Он вошел, слегка согнувшись и сутулясь, будто пытался стать меньше. И походка у него в последнее время выработалась какая-то робкая.

Казалось, что он постоянно боится кого-то ненароком ушибить.

Я попросил его присесть и впервые без боязни посмотрел прямо в его глаза. Сегодня мне не казалось, что он видит меня насквозь, и мне не надо было прилагать усилий, чтобы относиться к нему дружелюбно. Может быть, все дело было в том, что я не чувствовал пропасти, разделяющей нас: она сузилась как раз на расстояние его ошибки.

— Вам придется еще поработать над последним заданием, — сказал я, сдерживая торжество.

— А в чем дело? — Он чуть опустил голову, и мне стал лучше виден его мощный лоб, на котором никогда не собирались морщины.

— Видите ли… Только не огорчайтесь. Вы допустили существенную ошибку. Сейчас я объясню вам подробно, и мы вместе подумаем, как ее устранить.

Я неторопливо разложил на столе чертежи. Я не мог отказать себе в удовольствии прочесть ему небольшую лекцию о строении человеческого организма и высказать несколько простых истин, которые мы, люди, поняли уже давно.

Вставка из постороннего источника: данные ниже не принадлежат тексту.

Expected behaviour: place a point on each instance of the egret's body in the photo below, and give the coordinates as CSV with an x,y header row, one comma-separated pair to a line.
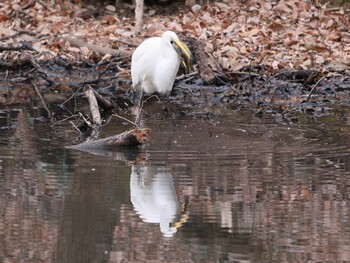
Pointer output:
x,y
156,61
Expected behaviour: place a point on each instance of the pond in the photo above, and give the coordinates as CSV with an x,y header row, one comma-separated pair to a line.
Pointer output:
x,y
229,187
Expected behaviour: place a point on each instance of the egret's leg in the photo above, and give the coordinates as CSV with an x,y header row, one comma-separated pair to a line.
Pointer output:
x,y
139,110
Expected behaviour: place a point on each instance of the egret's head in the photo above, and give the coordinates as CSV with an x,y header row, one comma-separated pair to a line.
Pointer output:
x,y
181,49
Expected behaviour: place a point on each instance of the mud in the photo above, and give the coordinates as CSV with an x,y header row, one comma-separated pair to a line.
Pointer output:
x,y
284,92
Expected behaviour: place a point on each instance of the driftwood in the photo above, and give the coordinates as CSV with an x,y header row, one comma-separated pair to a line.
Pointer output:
x,y
128,138
209,69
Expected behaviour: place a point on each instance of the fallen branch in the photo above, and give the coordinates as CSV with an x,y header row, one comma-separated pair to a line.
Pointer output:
x,y
132,137
23,45
95,112
95,48
102,102
42,100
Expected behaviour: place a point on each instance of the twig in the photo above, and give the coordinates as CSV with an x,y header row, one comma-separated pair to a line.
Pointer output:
x,y
96,116
125,42
314,87
188,76
98,49
42,100
125,119
21,32
16,47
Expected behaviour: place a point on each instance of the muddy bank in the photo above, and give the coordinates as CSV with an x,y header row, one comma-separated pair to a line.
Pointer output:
x,y
56,82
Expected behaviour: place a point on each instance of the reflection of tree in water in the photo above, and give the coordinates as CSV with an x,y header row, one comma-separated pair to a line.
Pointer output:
x,y
154,198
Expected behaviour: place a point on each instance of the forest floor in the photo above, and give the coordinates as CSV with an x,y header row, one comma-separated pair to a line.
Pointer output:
x,y
278,56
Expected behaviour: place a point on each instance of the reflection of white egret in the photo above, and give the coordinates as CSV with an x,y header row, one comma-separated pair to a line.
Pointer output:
x,y
154,198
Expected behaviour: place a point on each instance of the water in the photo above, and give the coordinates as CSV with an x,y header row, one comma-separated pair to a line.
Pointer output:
x,y
226,188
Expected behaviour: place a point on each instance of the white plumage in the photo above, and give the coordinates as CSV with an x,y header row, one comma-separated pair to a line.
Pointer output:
x,y
155,63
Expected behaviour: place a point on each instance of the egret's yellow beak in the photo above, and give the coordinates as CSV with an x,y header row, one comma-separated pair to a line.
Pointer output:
x,y
184,53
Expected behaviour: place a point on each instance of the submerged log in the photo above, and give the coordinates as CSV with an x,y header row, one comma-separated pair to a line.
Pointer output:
x,y
131,138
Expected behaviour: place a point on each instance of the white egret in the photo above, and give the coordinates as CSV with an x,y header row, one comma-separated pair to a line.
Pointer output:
x,y
155,63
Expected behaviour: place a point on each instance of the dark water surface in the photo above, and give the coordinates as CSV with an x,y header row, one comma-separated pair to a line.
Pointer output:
x,y
229,188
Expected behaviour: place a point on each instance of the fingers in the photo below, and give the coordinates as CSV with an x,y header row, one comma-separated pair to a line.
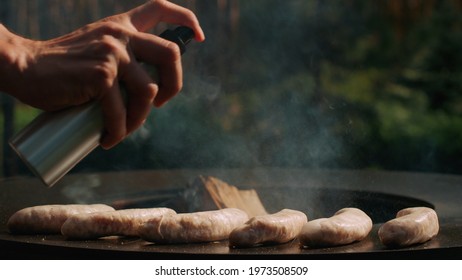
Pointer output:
x,y
142,91
166,57
150,14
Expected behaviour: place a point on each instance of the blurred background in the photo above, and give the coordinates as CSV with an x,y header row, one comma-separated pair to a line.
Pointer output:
x,y
345,84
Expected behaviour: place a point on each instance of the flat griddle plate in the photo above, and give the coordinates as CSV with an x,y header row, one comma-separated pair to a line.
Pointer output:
x,y
321,202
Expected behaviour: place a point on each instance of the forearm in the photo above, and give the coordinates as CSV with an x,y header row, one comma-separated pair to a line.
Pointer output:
x,y
13,60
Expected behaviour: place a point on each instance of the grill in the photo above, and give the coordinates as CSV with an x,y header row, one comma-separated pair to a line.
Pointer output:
x,y
319,193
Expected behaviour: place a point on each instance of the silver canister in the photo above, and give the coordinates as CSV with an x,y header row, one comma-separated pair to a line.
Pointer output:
x,y
53,143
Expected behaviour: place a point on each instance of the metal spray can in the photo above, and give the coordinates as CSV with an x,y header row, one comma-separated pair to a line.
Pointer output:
x,y
54,142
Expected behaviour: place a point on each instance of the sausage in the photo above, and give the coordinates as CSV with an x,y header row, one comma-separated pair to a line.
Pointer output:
x,y
99,224
411,226
280,227
48,219
205,226
344,227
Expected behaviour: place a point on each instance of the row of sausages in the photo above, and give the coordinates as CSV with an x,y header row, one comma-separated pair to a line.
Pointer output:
x,y
164,225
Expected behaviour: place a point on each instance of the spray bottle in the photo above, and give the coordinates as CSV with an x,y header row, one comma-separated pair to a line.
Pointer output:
x,y
54,142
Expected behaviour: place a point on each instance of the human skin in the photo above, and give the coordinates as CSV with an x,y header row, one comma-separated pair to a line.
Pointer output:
x,y
88,64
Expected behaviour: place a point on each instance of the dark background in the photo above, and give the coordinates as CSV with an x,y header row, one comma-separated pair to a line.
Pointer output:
x,y
302,83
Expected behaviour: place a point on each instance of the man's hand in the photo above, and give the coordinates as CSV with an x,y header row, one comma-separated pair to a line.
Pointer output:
x,y
88,64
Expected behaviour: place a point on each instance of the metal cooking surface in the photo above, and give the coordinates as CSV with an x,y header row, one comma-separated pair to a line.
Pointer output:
x,y
316,202
113,247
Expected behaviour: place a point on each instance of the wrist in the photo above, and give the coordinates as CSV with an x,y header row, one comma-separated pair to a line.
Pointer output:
x,y
15,55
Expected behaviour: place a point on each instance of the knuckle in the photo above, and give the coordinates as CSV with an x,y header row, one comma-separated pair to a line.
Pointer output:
x,y
104,75
172,51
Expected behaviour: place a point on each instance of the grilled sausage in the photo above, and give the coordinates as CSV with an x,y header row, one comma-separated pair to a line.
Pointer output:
x,y
346,226
206,226
280,227
48,219
411,226
121,223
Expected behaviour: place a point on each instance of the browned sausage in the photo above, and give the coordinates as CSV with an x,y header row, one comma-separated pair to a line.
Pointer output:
x,y
346,226
48,219
206,226
279,227
411,226
99,224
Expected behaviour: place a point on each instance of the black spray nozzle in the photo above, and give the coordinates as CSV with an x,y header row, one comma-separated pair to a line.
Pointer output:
x,y
181,35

— Техника должна служить человеку, а не человек приспособляться к технике, — говорил я. — Это главное, что должен помнить всякий конструктор…

Он благодарно кивал головой, повторяя мои слова. Прощаясь, я без всякого насилия над собой крепко пожал ему руку и пожелал успеха.

Весть об ошибке Юлия Михайловича молниеносно распространилась по всему отделу. Отношение к нему резко изменилось. Таяла отчужденность и настороженность, кто-то даже назвал его просто по имени — Юлий. И он улыбался новым друзьям широченной улыбкой, смущенно разводил руками, когда речь заходила о стратоплане, словно заранее извиняясь за те ошибки, которые возможны в будущем.

Дальше всех в своих симпатиях зашел Григорий Гурьевич.

Он пригласил сигома на свой день рождения.

Юлий Михайлович в тот вечер был очарователен. Он танцевал строго поочередно со всеми женщинами, пришедшими в гости, в том числе и с бабушками, и с восьмиклассницей Тасей. Он рассказал несколько анекдотов и выпил две бутылки алычовой настойки, причем даже немного захмелел. Он проиграл мне две партии в шахматы и сумел отыграть только одну. В общем, он был человеком — ни больше и ни меньше.

Всю дорогу домой мы с Лидой говорили о Юлии Михайловиче и пришли к единодушному выводу, что он довольно симпатичный.

А на второй день Юлий Михайлович явился ко мне в кабинет за советом, как лучше расположить надувные подушки сиденья. Конечно, я не жалел времени для объяснений. Мы вместе набросали чертежик, а когда он ушел, я вспомнил, что забыл указать ему, где спрятать рычаги, и направился к его столу.

Заметив меня, Юлий Михайлович отчего-то смутился, попытался спрятать какой-то лист. Но сделал это неуклюже, и лист упал на пол.

Юлий Михайлович забормотал:

— Я делал наброски сиденья перед тем, как идти к вам. Наши мысли совпали.